Toute nation a son musicien italien de renom. La France a son Lully, la Russie son Cimarosa, l’Angleterre son Porpora. Mozart, nation à lui tout seul, a son Metastasio. De la même manière, si l’Italie de la Renaissance et du Baroque diffuse ses musiciens, elle en accueille d’autres qui viennent y apprendre toutes les possibilités de la voix et de l’instrument : certains violonistes écossais ont appris la virtuosité auprès de Corelli pour inventer la musique traditionnelle celtique, et le très germanique Schütz a étudié à Venise auprès de Giovanni Gabrieli de 1609 à 1613. Le maître-mot dans tous ces échanges, ces influences et ces allers-retours : l’éducation.
Il y a beaucoup de façons de parcourir l’histoire de la musique : la biographie des musiciens, la chronologie des œuvres du répertoire, etc. Il y a aussi la lecture des traités. Rendus largement accessibles sur internet de nos jours, ces traités de chant ou d’instrument, écrits par des pédagogues compositeurs, non seulement renseignent les interprètes d’aujourd’hui sur les habitudes interprétatives de leurs ancêtres mais ont surtout facilité la diffusion du style italien dans l’Europe de la dernière partie de la Renaissance. Il faut ainsi citer l’introduction des Nuove Musiche de Giulio Caccini en 1602, considéré comme le traité de chant majeur pour toute l’Europe du XVIIe, qui explique comment enrichir librement la monodie par des figures ornementales soutenues par une basse continue souple. Ce traité (ainsi que bien d’autres évidemment) représente un point de rencontre discret mais essentiel pour le passage à l’époque baroque.
Giulio Caccini a de ce fait expliqué à toute l’Europe la recette du succès italien : reprendre les monodies de la Renaissance (les chansons françaises, espagnoles, italiennes et anglaises) pour les ornementer de façon virtuose (vocalement et instrumentalement). Programme de travail qui ne pouvait que séduire les musiciens des différents goûts européens !
Évidemment, Caccini ne fait que sanctionner une pratique déjà bien mise en place : de 1555 à 1620, plus de 85 volumes de madrigaux italiens ont été imprimés à Anvers.
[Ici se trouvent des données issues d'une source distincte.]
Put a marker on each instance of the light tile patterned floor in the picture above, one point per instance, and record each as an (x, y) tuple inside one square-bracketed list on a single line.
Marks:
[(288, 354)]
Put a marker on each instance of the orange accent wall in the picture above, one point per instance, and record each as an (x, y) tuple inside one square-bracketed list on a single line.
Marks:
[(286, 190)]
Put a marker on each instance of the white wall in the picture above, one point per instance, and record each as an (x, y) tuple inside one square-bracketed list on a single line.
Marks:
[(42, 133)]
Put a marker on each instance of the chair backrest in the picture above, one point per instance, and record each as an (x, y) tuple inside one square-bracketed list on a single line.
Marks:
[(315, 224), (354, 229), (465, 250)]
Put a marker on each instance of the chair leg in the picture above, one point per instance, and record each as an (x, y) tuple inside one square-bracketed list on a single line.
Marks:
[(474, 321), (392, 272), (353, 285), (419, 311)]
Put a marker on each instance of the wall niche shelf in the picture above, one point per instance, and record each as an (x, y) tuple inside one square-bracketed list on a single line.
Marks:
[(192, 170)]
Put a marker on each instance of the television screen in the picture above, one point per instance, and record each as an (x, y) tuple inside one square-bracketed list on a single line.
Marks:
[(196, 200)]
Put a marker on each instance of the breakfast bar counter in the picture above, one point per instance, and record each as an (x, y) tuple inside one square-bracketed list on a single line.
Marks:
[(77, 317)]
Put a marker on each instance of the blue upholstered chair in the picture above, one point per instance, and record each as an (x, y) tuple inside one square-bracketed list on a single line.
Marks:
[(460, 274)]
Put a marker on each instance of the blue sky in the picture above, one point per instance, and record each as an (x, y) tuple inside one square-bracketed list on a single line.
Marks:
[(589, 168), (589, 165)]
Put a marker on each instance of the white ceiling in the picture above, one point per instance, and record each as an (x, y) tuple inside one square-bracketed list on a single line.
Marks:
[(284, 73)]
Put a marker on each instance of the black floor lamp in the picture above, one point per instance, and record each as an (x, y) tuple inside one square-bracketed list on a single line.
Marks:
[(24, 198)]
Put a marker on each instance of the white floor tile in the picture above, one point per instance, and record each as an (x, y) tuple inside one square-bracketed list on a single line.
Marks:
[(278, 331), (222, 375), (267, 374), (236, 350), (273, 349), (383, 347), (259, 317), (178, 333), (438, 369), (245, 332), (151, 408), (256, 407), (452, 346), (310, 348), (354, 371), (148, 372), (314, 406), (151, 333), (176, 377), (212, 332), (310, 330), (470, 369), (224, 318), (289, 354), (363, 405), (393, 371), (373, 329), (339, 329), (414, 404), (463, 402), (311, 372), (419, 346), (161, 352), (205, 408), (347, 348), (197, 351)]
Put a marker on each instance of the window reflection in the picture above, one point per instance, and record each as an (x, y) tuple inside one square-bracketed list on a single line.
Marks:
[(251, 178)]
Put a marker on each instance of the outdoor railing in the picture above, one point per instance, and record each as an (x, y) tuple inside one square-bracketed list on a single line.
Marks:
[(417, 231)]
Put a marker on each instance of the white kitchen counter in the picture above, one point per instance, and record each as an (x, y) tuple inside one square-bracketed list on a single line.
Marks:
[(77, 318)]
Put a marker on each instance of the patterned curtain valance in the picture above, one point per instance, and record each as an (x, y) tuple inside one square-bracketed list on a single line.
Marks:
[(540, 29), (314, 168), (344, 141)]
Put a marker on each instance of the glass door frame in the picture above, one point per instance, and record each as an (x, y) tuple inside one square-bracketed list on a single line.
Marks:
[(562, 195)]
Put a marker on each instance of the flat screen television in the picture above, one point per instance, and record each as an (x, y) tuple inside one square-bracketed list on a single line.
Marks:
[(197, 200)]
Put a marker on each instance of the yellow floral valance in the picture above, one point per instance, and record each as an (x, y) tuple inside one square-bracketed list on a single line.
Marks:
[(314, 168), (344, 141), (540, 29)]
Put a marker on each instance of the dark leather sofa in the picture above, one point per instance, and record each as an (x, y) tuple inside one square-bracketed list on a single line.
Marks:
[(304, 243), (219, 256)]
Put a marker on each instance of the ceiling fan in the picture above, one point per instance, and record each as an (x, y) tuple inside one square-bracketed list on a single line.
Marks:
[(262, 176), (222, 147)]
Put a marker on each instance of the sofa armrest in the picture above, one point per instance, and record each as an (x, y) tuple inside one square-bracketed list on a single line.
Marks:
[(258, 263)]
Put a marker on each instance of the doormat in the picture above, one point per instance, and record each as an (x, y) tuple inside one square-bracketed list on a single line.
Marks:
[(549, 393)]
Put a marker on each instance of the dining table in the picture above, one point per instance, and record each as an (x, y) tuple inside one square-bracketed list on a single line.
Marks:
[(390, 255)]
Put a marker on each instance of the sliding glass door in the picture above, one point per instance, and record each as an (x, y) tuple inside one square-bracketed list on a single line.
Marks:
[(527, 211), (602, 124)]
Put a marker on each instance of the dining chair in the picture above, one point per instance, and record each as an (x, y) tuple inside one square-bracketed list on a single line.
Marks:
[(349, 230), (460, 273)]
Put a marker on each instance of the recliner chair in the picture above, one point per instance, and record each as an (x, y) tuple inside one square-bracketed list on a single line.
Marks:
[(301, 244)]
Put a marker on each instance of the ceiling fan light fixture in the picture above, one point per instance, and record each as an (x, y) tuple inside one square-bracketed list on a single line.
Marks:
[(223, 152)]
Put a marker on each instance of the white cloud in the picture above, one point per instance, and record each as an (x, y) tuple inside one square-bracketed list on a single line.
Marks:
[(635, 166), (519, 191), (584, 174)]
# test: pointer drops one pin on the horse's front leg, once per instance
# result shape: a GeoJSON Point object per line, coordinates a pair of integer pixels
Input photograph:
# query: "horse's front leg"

Le flux des années 1550, avec la musique de Lassus et Waelrant, est devenu un fleuve qui submergea l’Europe de la première partie du XVIIe. Dans la dernière partie de ce siècle, l’intérêt pour ce nouveau style avait atteint l’Europe du Nord jusqu’à devenir ce que nous savons : de l’opéra italien composé par Mozart. Un des repères les plus audibles de ce raz-de-marée : le retour en 1731 du jeune compositeur d’opéras Hasse, parti étudier en Italie et qui, en accédant au poste de cantor de Dresde, a métamorphosé le style de ses contemporains, dont celui de Zelenka (1679-1745). Grâce aux traités italiens, Zelenka a pu acquérir le style napolitain qui allait rapidement colorer les églises et les salles de Dresde.
Si nous retenons de l’influence italienne le déplacement géographique des musiciens, il ne faut pas oublier que ce qui relie Zelenka à Gesualdo, Vivaldi, Soffi, Gesualdo ou Galuppi, et tous ces musiciens à nous, au XXIe siècle, ce sont les traités, ces manuels pédagogiques qui ont diffusé le style italien (Ganassi, Caccini, Tosi, Mancini, etc.). Ils nous servent pour ressusciter ces musiques et pour perpétuer la tradition madrigalesque au sein de l’écriture contemporaine d’un Tine Bec et d’un Andrej Makor.